La complicité électorale des deux larrons se développe depuis bien avant le retour de Patassé à Bangui en 2009, et passe notamment par l'assassinat de Goungaye Wanfiyo en décembre 2008, qui se préparait à attribuer publiquement les responsabilités de graves crimes contre l’humanité du couple patasso-bozizesque.

 

Ainsi, si Bozizé se fait chasser aujourd’hui, son ami Patassé reprendrait les choses là où il les avait laissées en 2003, et ferait certainement revenir son acolyte au bord de la mangeoire, quand les temps se seraient calmés et que les comédies d’amnisties seraient jouées. 

 

Le positionnement d’opposant de Patassé n’a été que de la propagande pré-électorale. Tout le monde le sait parfaitement.

Opposant de qui d'abord? Belle question, puisque Patassé et Bozizé ont été tour à tour amis, associés, maître et élève pseudo-Général, et enfin ennemis, de façon très stratégique depuis plusieurs années.  

 

L’ancienne victime de Bozizé est revenue, et doux comme un agneau, Patassé se pose en victime de l’éviction de la tête d’un parti qui, dit-il, lui appartient. Depuis quand un parti appartient-il à une personne ? Voilà déjà l’évidence de ce que le vrai Patassé pense du peuple et du territoire qu’il se sent en droit de diriger.

D’ancien bourreau, il était devenu victime de la vilénie du rebelle Bozizé venu de N’Djamena, son ancien chef d’état-major, est tombé officiellement en disgrâce, on louait néanmoins ses compétences d’ingénieur agronome au service de sa terre d’exil au Togo. Le hold-up électoral de ce 23 janvier dernier se préparait déjà.
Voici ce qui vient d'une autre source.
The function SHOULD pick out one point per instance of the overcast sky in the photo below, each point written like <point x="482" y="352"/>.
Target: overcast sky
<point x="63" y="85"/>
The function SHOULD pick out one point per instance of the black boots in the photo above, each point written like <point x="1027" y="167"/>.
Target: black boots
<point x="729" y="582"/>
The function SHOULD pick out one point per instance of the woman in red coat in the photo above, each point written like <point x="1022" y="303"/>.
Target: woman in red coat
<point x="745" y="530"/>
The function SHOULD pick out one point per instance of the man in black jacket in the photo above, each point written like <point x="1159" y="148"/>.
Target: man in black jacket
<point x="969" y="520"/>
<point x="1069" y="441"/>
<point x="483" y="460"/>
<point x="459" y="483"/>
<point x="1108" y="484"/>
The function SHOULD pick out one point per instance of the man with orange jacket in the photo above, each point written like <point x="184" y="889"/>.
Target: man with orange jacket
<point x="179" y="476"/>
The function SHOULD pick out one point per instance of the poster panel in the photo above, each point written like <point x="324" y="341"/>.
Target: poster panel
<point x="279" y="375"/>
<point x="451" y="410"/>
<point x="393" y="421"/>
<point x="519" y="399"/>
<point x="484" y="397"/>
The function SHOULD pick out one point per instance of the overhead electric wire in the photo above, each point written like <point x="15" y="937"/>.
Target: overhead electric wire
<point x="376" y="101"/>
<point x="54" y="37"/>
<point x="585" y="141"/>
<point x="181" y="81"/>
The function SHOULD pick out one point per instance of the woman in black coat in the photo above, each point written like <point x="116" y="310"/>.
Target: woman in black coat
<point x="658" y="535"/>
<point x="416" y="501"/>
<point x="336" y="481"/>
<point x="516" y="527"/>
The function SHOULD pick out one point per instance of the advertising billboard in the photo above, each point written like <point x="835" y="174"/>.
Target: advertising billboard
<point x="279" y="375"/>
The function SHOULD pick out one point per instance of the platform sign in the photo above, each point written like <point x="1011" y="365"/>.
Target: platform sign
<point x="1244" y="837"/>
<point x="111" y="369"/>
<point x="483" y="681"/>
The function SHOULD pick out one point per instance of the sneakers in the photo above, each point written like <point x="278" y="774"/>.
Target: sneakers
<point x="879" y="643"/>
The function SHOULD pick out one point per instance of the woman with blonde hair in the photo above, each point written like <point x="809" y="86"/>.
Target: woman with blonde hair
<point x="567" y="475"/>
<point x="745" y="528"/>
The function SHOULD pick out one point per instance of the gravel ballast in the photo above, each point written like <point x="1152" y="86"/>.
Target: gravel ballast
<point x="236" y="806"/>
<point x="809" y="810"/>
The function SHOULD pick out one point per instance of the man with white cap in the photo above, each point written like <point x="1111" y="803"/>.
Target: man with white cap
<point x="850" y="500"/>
Pourtant Ange-Félix Patassé est bien celui qui  a mandaté Jean-Pierre Bemba le Congolais,  partageant avec lui la responsabilité des massacres perpétrés par les banyamulengue en Centrafrique, dans sa quête de protection contre le méchant Bozizé venant du nord, karchérisant lui aussi tout sur son passage. Par karchérisation on entend les viols, les massacres et les pillages des populations centrafricaines sur sa route vers le butin présidentiel de Bangui en 2002-2003.

En 2009, Patassé déclarait qu’il n’était pas au courant du procès de Bemba à la CPI et, interrogé sur le fait de savoir s’il aurait été possible d’arrêter cette violence contre les civils entre 2002 et 2003, il a seulement répondu, “Nous ne sommes pas en 2002-2003, nous sommes en 2009.” !

Edifiant de cynisme !

Mis à part les intérêts ethniques pouvant motiver une préférence pour Patassé, nous savons aujourd’hui qu’il est exactement du même acabit que Bozizé.  La prédation et l’assassinat politique ont été, et seront toujours, son principal moyen d’action pour se maintenir au pouvoir. Patassé prend bel et bien le peuple Centrafricain pour un peuple d’imbéciles et d’amnésiques.

En conclusion, un scrutin en faveur du tandem Bozizé/Patassé n’est de toute évidence qu’une grotesque manigance de plus pour maintenir au pouvoir une équipe dirigeante qui à l’heure qu’il est a déjà largement prouvé au peuple Centrafricain son niveau de duplicité, d’incompétence criminelle et de flagrante non-intention de se concentrer sur le développement humain du peuple centrafricain.

Aujourd’hui, le peuple martyr Centrafricain mérite bel et bien autre chose qu’une réédition de ses souffrances passées, une rediffusion de l’intolérable, de l’inadmissible et du non-validable.